Shoud tos.hyp move to UTF-8?

freemint / tos.hyp

The tos.hyp tries to document all functions from TOS. It also has information about MagiC, N.AES, MyAES, Geneva, XaAES, oAESis and some emulators.

https://freemint.github.io/tos.hyp

GNU General Public License v2.0

13 stars 11 forks source link

Shoud tos.hyp move to UTF-8? #95

Open mikrosk opened 5 years ago

mikrosk commented 5 years ago

When one tries to edit and/or fork+PR of a tos.hyp file, the following message can be observed:

We’ve detected the file encoding as windows-1252. When you commit changes we will transcode it to UTF-8.

Github wants to have all web-based edits in UTF-8, that applies also to websites (I had to re-encode whole https://github.com/mikrosk/ct60tos/tree/gh-pages in that way).

If we did that, we would need to re-encode the files back into Atari encoding before compiling the hypertext.

th-otto commented 5 years ago

Theoretically, there are several possibilities:

recode them to utf-8, and tell udo about the new input encoding. That should still produce STG files in atari encoding. However, i fear some tables are not formatted correctly then, since UDO does not work internally with utf-8, as Ulf Dunkel claims.
recode them to utf8, and output also utf8. My compiler can cope with that, and still produce binary files in atari encoding that can be viewed with ST-Guide (unless you use characters that can't be encoded in atarist encoding of course). But UDO might have same problems as above with tables.
use UDO's universal charset feature. There you use some ascii sequences for international characters, similar to TeX.

Actually, i would prefer to leave them in current encoding. It's github's fault if it cannot cope with different encodings, and it is only a matter if you try to edit it through the web interface. You can alway clone the repo and edit it locally instead.

mikrosk commented 5 years ago

Actually, i would prefer to leave them in current encoding. It's github's fault if it cannot cope with different encodings, and it is only a matter if you try to edit it through the web interface. You can alway clone the repo and edit it locally instead.

True. However I'm asking on behalf of other people who can read & spot errors but don't feel up to setting up git and branches etc. Github allows you to easily edit a file and create a PR out of it without any hassle. So that's my main motivation here.

th-otto commented 5 years ago

PS: the files are encoded in atari characterset, not cp1252.

PPS.: if you want you can try one or the other option with single files. The input encoding can be changed at any time. Just make sure you set it back at the end of the file, or before inclduing any other file.

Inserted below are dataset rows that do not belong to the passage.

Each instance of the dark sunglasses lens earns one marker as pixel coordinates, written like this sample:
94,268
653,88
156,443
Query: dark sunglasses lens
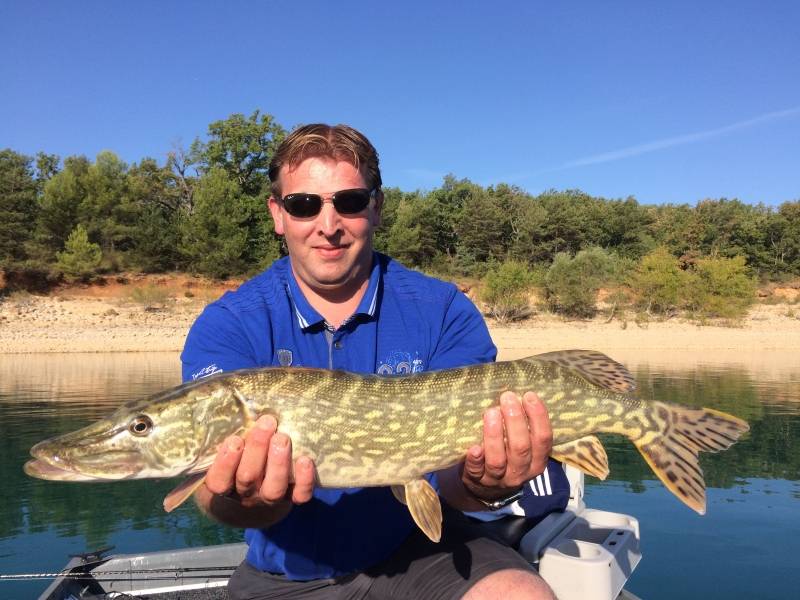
302,205
350,202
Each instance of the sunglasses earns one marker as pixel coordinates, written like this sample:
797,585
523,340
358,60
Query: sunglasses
346,202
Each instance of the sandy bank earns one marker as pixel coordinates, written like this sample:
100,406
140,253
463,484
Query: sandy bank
112,322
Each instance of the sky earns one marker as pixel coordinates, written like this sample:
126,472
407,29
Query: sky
667,102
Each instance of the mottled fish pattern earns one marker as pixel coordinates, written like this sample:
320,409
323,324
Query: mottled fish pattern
368,430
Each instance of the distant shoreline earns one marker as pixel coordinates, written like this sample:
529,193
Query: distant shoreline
108,320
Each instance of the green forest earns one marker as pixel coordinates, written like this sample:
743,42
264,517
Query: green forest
203,211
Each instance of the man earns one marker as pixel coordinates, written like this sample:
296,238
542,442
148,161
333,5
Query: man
335,303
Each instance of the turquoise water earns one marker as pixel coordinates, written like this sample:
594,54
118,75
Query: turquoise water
746,546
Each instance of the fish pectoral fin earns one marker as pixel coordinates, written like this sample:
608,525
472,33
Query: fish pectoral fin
586,454
424,506
595,367
181,493
399,492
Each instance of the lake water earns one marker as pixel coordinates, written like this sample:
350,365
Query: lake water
746,546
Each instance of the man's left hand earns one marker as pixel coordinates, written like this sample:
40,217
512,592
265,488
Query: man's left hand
517,441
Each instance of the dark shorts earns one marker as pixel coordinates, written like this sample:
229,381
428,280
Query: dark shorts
419,570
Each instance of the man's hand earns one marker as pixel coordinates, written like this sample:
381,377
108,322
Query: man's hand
517,440
258,469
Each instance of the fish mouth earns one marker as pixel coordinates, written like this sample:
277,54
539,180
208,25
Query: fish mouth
56,463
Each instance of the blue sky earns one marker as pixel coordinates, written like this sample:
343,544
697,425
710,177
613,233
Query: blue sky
663,101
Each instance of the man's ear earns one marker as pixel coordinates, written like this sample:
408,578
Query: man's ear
277,214
376,211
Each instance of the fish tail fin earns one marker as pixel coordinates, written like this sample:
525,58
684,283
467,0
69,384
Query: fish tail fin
672,436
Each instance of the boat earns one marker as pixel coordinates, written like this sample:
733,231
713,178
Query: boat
582,553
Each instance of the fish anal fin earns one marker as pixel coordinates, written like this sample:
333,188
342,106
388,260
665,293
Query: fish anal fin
425,507
586,454
672,438
595,367
181,493
399,492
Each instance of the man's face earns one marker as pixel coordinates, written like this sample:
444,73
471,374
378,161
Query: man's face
329,252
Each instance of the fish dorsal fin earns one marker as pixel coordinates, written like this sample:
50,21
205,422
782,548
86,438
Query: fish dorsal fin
424,506
586,454
181,493
594,367
399,492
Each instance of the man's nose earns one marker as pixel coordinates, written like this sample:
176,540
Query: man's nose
329,219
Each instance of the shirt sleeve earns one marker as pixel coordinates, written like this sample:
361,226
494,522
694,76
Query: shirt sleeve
464,338
216,342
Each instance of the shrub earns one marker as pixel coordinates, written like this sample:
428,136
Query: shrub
721,287
505,291
572,283
151,297
80,258
659,282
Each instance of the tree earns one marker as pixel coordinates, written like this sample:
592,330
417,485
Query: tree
214,238
242,147
623,225
572,283
80,257
721,287
412,237
505,291
58,209
660,282
18,207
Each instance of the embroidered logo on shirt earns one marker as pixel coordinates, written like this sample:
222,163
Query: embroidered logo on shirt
206,371
285,357
401,363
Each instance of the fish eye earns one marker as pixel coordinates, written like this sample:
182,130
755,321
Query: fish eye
141,425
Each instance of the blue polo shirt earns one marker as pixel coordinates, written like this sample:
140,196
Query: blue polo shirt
406,322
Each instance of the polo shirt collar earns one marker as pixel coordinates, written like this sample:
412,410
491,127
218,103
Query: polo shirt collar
307,316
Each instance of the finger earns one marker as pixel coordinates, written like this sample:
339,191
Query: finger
279,468
304,480
254,458
541,432
518,437
222,472
494,447
474,463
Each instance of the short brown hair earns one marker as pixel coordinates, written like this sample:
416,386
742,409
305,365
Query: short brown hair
341,142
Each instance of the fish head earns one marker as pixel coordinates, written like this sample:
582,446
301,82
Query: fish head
172,433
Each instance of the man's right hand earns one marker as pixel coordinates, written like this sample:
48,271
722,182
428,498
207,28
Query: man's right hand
258,469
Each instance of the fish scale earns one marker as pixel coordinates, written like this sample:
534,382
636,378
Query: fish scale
369,430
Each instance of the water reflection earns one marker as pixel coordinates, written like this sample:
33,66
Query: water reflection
753,495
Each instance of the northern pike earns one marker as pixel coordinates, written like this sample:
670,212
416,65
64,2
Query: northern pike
369,430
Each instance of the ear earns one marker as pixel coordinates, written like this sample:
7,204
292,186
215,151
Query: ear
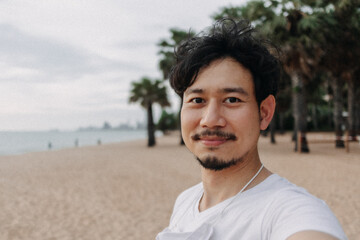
267,109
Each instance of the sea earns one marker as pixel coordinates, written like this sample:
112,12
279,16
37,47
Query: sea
14,143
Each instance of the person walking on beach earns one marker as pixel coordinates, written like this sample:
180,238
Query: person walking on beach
227,79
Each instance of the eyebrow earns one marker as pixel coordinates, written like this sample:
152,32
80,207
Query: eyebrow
236,90
239,90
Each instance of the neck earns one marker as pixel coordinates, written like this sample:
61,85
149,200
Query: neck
221,185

PPPS.: unconditionally transcoding the files is a no-go. That will break any source where strings are encoded in the local platforms encoding. Beside that, as mentioned above, they are not encoded in cp1252.

mikrosk commented 5 years ago

I guess Github's encoding detection doesn't count with atari encodings. ;)

unconditionally transcoding the files is a no-go. That will break any source where strings are encoded in the local platforms encoding. Beside that, as mentioned above, they are not encoded in cp1252.

I guess it's their policy - you want to have a web content hosted by us, then it must be in UTF-8, period. I don't blame them but sure, it doesn't make our atari life easier.

th-otto commented 5 years ago

Edit: there would be another option: use UDO macros for all non-ascii characters, like is done https://github.com/freemint/tos.hyp/blob/82c4e0e81218e032de4bab4c324e5ce3388ba2b0/config.u#L114 here. That way, only a single file would have non-ascii characters.

th-otto commented 5 years ago

Its not only a matter of Atari. Any windows program that is not using wide unicode character strings is also affected.

th-otto commented 5 years ago

I've just changed a bunch of files to use macros for the non-ascii characters. But i encountered another problem: those characters also appear in verbatim environments (listings, examples etc.), and are not replaced there. So after conversion, you carefully have to check the new output, and that is quite a lot of work.